Some first-home buyers were borrowing ”well above” 90 per cent of the property’s value in response to fierce competition, he said. The same trend last week prompted ME Bank to raise its maximum LVR to 97 per cent, including the cost of mortgage insurance.
As well as first-home buyers, investors are also funding a greater share of their purchases with borrowed money.
The average LVR for new loans to investors rose to 77.9 per cent in September, compared with 76.5 per cent a year earlier and 73.2 per cent at the same time in 2011, Mr North’s figures show. Bankers say a likely reason for the rise is the growing popularity of interest-only loans, which do not require the borrower to pay back the loan’s principal.

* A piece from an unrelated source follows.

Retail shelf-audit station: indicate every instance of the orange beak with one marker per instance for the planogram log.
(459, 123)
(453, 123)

A spokesman for National Australia Bank said the bank had seen a ”slight” increase in the number of interest-only loans, but these were no more risky than regular loans.
The growing use of debt by first-home buyers and investors comes as the property market recovery continues to gain momentum.
Sydney had 802 auctions listed this weekend, with a clearance rate of 83.7 per cent, up from 60.3 per cent on 535 properties for the same weekend last year.
ANZ said the average LVR for new loans in the latest half rose from 65 to 70 per cent, while Westpac’s average LVR had also risen, from 69 per cent a year ago to 72 per cent.
NAB and the Commonwealth did not disclose comparable figures but NAB said the bank’s average LVR had not changed.
This story Administrator ready to work first appeared on Nanjing Night Net.